Justicia y bien común

La Cruda Realidad

Por Juan Tómas Taveras

Se considera la economía “como la ciencia que estudia los métodos más eficaces para satisfacer las necesidades humanas materiales, mediante el empleo de producción de bienes y servicios o el conjunto de bienes y actividades que integran la riqueza de una colectividad o un individuo: trabajo, tiempo, dinero, redistribución de riqueza, ahorro, etc..”

En nuestro país yo definiría la economía como la ciencia de la miseria, donde se explota el pueblo como fuerza laboral para beneficio de unos pocos o los grupos de poder. Un Estado donde se socializan los problemas y el trabajo, pero se privatizan (para unos poco) los beneficios y los privilegios. Situación que fortalece la inequidad social.

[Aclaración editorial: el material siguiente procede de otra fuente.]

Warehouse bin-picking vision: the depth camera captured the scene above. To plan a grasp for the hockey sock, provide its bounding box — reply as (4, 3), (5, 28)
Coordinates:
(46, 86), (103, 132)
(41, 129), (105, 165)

Todos los días nos encontramos con amigos o desconocidos que se muestran indignados con el derrotero político-social, que a su vez nos pone de frente con la crisis económica que elevan los precios de los artículos de la canasta familiar por las nubes, cada vez es menor el poder adquisitivo de nuestra moneda y mayor la inflación . Muchos dicen, hay que hacer algo, esto no puede seguir así; no podemos permitir que los grupos de poder corruptos y revestidos de impunidad; acaparen y lo controlen todo. Otra gran parte expresan, esto se jodió, no hay nada que hacer. y el resto, los serviles, cómplices y comprometidos que lo justifican todo; vendidos por migajas o llenos de ignorancia y que no quieren ver la realidad; esa realidad que nos esclaviza y en la que se nos vulneran nuestros derechos.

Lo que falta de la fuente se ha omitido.